Sweat rolled down his face as he realized he was holding his pistol in his hand.
‘You after me, stranger?’ Carter croaked drily.
Iron Eyes’ teeth seemed small and dagger-like as, grimly, he moved away from the bar towards the panting man. ‘I ain’t got you yet, but soon you’ll be mine, Carter.’
Frank Carter felt his gun shaking in his nervous hand as he wondered whether or not it would be a wise move to try and shoot his way out of this situation. ‘I ain’t Carter.’
‘You are.’ Iron Eyes’ thumbs pulled back the triggers until they locked, and continued his slow methodical approach.
Carter tried to escape from the corner of the saloon where he seemed penned in by
small round tables. There was no escape from the man with death in each of his steel-coloured pupils.

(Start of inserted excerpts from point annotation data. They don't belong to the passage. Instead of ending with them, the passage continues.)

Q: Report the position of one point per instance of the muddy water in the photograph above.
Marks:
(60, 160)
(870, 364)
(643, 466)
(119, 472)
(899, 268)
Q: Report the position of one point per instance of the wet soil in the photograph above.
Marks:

‘Quit running, Carter,’ Iron Eyes commanded the man, as he found himself in the corner next to a window and the peeling swing doors. ‘There ain’t no escape from justice.’
‘Justice?’ Frank Carter suddenly managed to find the nerve he had thought had deserted him and quickly raised his .45 and fired. The bullet went into the huge coat yet the tall man did not miss a step as he closed in on his prey.
The look of astonishment on Carter’s tortured face was all the ghost-like creature required.
Faster than the blink of an eye, the two matched Navy Colts were raised and the triggers squeezed in unison. The outlaw felt the force of the impact as the two shots hit him square and sent him reeling out of the swing doors into the bright street.
Iron Eyes followed the bleeding man out of the saloon as his loose coat flapped in the warm breeze. Being as pitifully thin as he was had saved him from taking the bullet from Carter’s weapon in his middle. The bounty hunter kicked the outlaw’s dropped pistol aside with his heavy boot as he moved toward the wounded man.
Frank Carter stumbled as blood poured from the two neat bullet holes in the centre of his shirt and fell onto the boardwalk. The tall ghost-like figure that followed him was silent and determined as his thumbs cocked the hammers again on his guns. Carter was still clinging desperately to what life was left in his rancid body as he focused into the barrels and then up into the thin face beneath the long, limp black hair that swayed in the afternoon breeze. The steel-cold eyes stared at the victim as a sadistic grin etched its way across the face that would have suited a corpse far better than the bounty hunter. Pleas for mercy went unheard by the painfully thin man .who stood aiming his trusty weapons down at Carter. The face seemed to actually enjoy the torture that was being inflicted upon the bleeding outlaw.
‘Who are you?’ Carter’s voice asked, as it choked on the blood that was filling his throat.